I had another try and Shelley had another try, and that rotten black ball was still on the table. It was incredible, after the ease with which we had sunk the others, that one little pool ball would refuse to obey us and dive down a hole. It was also getting a bit frustrating. Having Thomas Jones standing there obviously waiting for us didn't help either. "Come on, girls!" he kept saying. "Get on with it. I've gotta shut the pub, it's after ten o'clock. And you both oughta be at home in bed anyway." His barmaid came out again, stifled a giggle when she saw us still at it, and hurried off. We had heard several cars rev up and depart, and we were still there. I suppose the sensible thing would have been for us just to say we'd leave it at that, but honour demanded one of us sink the black ball. It was more a case of us against it than against each other.

And it stubbornly refused to be sunk.

Sergeant Blake wandered in about twenty past ten, looked at us both and raised his eyebrows.

"What's going on here then?" he asked, as if it weren't blindingly obvious. (No brilliant detective, our dear Sarge). Thomas Jones looked slightly uncomfortable. Well, we were supposed to be long gone out of there. At least he wasn't still serving any sort of drinks, not even Coke. Not that by then I could have swallowed so much as a mouthful of the stuff. Every time I moved, I think I gurgled.

Thomas Jones explained and the cop looked at his watch pointedly.

"Five minutes more. Then out!"

We nodded weakly in agreement. Five minutes? We wouldn't need five minutes. Five seconds ought to be sufficient. It wasn't that hard to sink one ball.

It was.

Thomas Jones had been getting more and more agitated as time passed. Shelley and I were only too aware of both him and Blake standing watching our every move, and so we botched every chance we would normally have been able to take. An audience doesn't usually bother either of us. But, after closing time, having the publican and the local cop glaring at us was not helpful.

At ten thirty five, Thomas Jones came out from behind the bar and marched to the pool table.
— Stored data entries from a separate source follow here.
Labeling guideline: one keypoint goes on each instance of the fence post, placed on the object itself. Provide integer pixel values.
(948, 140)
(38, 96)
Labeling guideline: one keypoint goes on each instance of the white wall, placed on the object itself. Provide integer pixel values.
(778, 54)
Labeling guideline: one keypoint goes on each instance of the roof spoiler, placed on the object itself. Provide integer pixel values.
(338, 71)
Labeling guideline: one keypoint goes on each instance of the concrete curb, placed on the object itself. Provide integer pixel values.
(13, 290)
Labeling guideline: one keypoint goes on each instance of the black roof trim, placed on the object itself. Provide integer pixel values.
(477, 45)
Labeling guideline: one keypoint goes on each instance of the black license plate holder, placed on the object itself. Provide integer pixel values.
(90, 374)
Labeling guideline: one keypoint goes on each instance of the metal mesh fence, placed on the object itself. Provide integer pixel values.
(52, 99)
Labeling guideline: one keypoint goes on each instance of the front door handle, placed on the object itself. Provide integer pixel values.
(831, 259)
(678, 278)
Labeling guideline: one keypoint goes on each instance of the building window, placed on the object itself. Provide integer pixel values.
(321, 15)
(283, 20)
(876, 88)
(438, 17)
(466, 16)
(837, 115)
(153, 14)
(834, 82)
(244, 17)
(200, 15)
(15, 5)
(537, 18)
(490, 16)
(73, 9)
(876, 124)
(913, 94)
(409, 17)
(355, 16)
It was my shot (again) and I was lining it up carefully. This time I was going to sink it.

I didn't get the chance. He snatched up the ball, dropped it into the corner pocket Shelley had been shooting for, and waved his arms at us threateningly.

"Out! Out, out, OUT, OUT!"

We went. We took what little dignity remained to us and stalked outside. Behind us we could hear Thomas Jones and Blake laughing.

I am never going to play pool in the Nerrilyup hotel again.